Before MLB instituted the wild card:
- 14% of all teams made the playoffs (1 out of 7 teams in each of 4 divisions).
- 17% of all teams were in the playoffs before expansion (1 out of 6 teams in each division).
- 10% of teams played in the World Series before divisions and playoffs were ever created. It was at 12.5% in Babe Ruth's day.
Before the NFL instituted wild card games in 1970:
- 25% of all teams made the playoffs (1 out of 4 teams in each of 4 divisions)
- 20% of all teams made championship game before the playoffs were created (1 out of 5 teams in 2 divisions)
These were the "bygone" eras when many people think the post-seasons were at their purest. In both leagues, you can at least say every team's strength of schedule was roughly the same since they played each other, so it was easy to evaluate the teams. Still, look at those percentages.
Contrast that with:
The FBS now has 130 schools; 10 conferences, plus a group of 7 independents. A 12 team playoff is only 9% of all teams. Even if we only counted Power 5 schools (65 schools) that only amounts to 18% of teams but, of course, it would be wrong to only include Power 5 schools.

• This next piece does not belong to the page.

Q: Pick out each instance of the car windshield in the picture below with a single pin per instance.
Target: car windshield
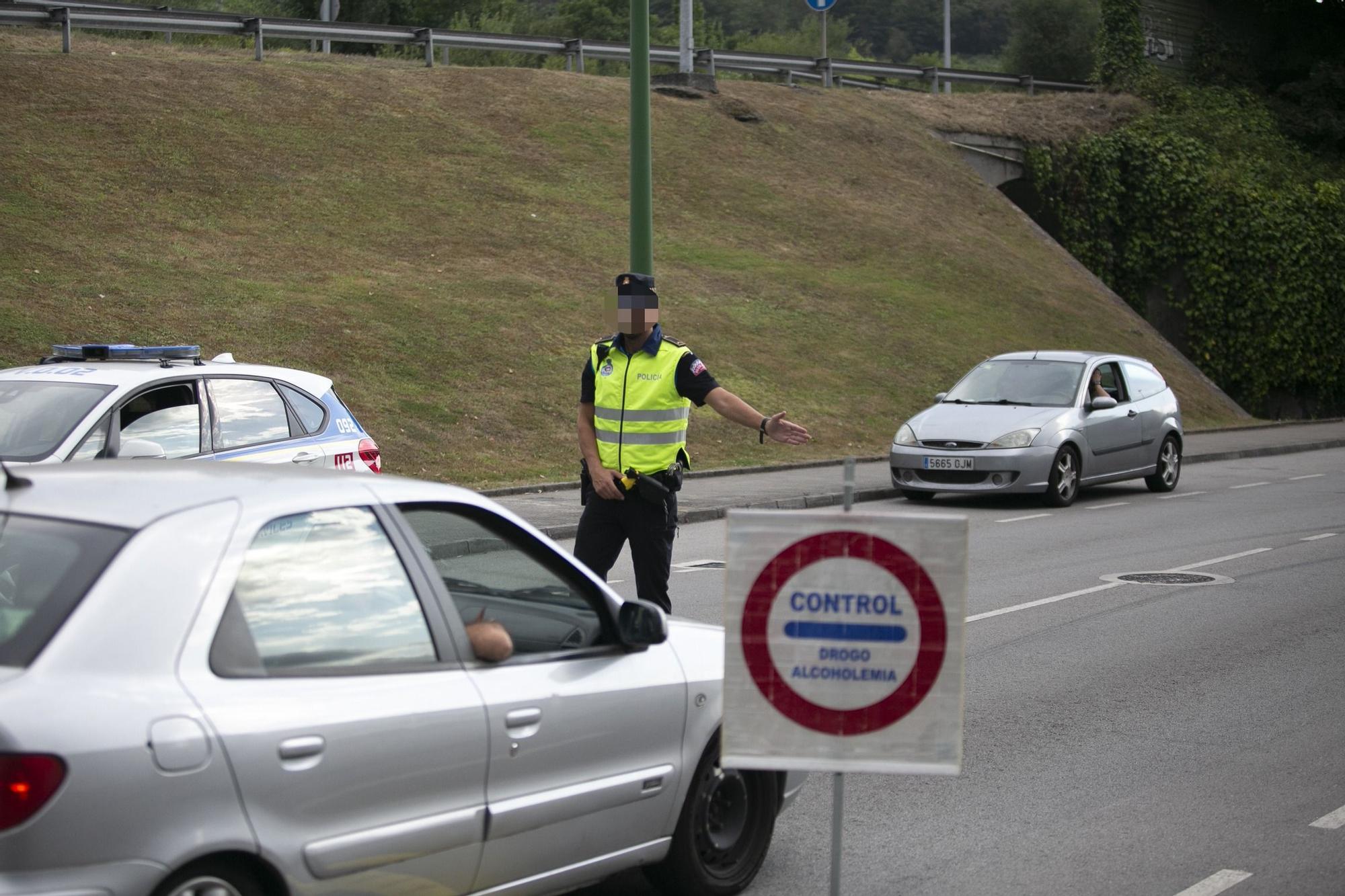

9% of all schools is low by any reasonable standard. The current 4-team format amounts to a whopping 3% of all teams. And for anyone who thinks, "I don't care about MLB or the NFL",
no other college sport is as playoff-restrictive as FBS football has been. All other college sports have relatively bigger playoff systems including FCS football.
There is no good reason for the FBS to be as playoff-restrictive as it has been. In fact, the opposite is true. Why? Because schedules are nowhere near the same strength. There is nowhere close to enough intersectional play to properly evaluate a lot of the schools. Only a handful of schools actually play national schedules like ND.
A playoff consisting of 9% of all teams isn't too much.